Baked Cauliflower with Tomatoes and Feta Cheese - PCOS-Friendly Recipe

Baked Cauliflower with Tomatoes and Feta Cheese
Prep: 21 min
Cook: 74 min
Servings: 4
Dinner

Nutrition per Serving

169 Calories
18.58g Protein
17.1g Carbs
3.67g Fat
This dish is enlivened with a strong flavor of tomatoes combined with the typically Greek usage of ground cinnamon.

Ingredients

  • 8 oz fat free feta cheese
  • 0.12 tsp ground cinnamon
  • 2 tsps leaves dried oregano
  • 1 tbsp olive oil
  • 1 tbsp lemon juice
  • 1 head large cauliflower, cut into florets
  • 2 cloves garlic, crushed
  • 1 medium onion, sliced

Instructions

  1. Heat the olive oil in a heavy-based skillet and sauté the onion and garlic for 3-4 minutes, or until the onion has softened.
  2. Add the chopped tomatoes, cinnamon and oregano and season with salt and pepper.
  3. Stir and simmer, covered, for 5 minutes.
  4. Preheat the oven to 375 °F (190 °C).
  5. Add the cauliflower to the tomato mixture, cover and simmer for a further 10-15 minutes or until the cauliflower is just tender. Remove from the heat.
  6. Transfer the cauliflower and tomatoes mixture to a large, shallow dish.
  7. Sprinkle over the lemon juice and grated feta.
  8. Bake for 45-50 minutes, or until the cauliflower is soft and the cheese has melted. Serve warm.
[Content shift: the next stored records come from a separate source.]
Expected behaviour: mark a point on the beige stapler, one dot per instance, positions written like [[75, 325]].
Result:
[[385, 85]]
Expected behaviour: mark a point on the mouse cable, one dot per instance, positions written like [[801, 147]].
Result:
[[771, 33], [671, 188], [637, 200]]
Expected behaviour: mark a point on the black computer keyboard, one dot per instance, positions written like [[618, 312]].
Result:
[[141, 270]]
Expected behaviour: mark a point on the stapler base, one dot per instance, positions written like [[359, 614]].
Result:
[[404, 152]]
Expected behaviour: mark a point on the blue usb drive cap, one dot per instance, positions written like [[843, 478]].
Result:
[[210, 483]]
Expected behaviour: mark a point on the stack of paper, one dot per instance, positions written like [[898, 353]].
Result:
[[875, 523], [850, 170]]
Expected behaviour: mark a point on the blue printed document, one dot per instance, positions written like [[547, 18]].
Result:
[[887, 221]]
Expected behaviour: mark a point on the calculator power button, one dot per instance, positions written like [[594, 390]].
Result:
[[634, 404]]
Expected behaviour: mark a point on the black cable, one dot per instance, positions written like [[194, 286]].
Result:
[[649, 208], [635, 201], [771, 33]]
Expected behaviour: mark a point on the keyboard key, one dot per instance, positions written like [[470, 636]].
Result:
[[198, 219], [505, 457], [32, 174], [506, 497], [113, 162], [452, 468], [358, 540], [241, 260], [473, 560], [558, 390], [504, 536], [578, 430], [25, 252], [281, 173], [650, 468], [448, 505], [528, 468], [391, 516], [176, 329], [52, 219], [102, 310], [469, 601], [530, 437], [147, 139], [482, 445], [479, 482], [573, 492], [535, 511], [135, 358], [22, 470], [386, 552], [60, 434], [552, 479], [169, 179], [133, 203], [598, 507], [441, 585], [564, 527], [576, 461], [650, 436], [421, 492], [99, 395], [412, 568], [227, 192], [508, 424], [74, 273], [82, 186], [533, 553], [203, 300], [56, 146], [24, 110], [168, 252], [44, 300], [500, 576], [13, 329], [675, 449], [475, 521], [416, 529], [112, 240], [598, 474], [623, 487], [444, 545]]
How This Recipe Supports PCOS Management

Understanding the nutritional profile of what you eat is a powerful step in managing PCOS. Here is how the key ingredients in this Baked Cauliflower with Tomatoes and Feta Cheese contribute to your health goals:

  • Cauliflower: Contains compounds that help balance estrogen levels
  • Olive oil: Anti-inflammatory properties make it especially beneficial for PCOS
  • Cinnamon: Studies show cinnamon can help lower fasting blood sugar levels in PCOS
  • Garlic: May help reduce cholesterol levels often elevated in PCOS
  • Feta: Provides calcium important for bone health in PCOS

PCOS Diet Principles in This Recipe

The PCOS diet focuses on three core principles: reducing inflammation, managing insulin resistance, and supporting hormonal balance. Every recipe in our collection is evaluated against these principles. This recipe excels in providing anti-inflammatory spices that target the chronic inflammation underlying PCOS, and healthy monounsaturated and polyunsaturated fats that support cell membrane health and hormone synthesis. As part of a balanced PCOS meal plan, we recommend pairing recipes like this with a variety of nutrient-dense foods throughout the week to ensure you are meeting all your micronutrient needs.

Meal Prep Tip: This Baked Cauliflower with Tomatoes and Feta Cheese can be prepared ahead and stored in an airtight container in the refrigerator for up to 3 days. Meal prepping is one of the most effective strategies for sticking to a PCOS-friendly diet, as it removes the temptation to reach for processed convenience foods when time is short.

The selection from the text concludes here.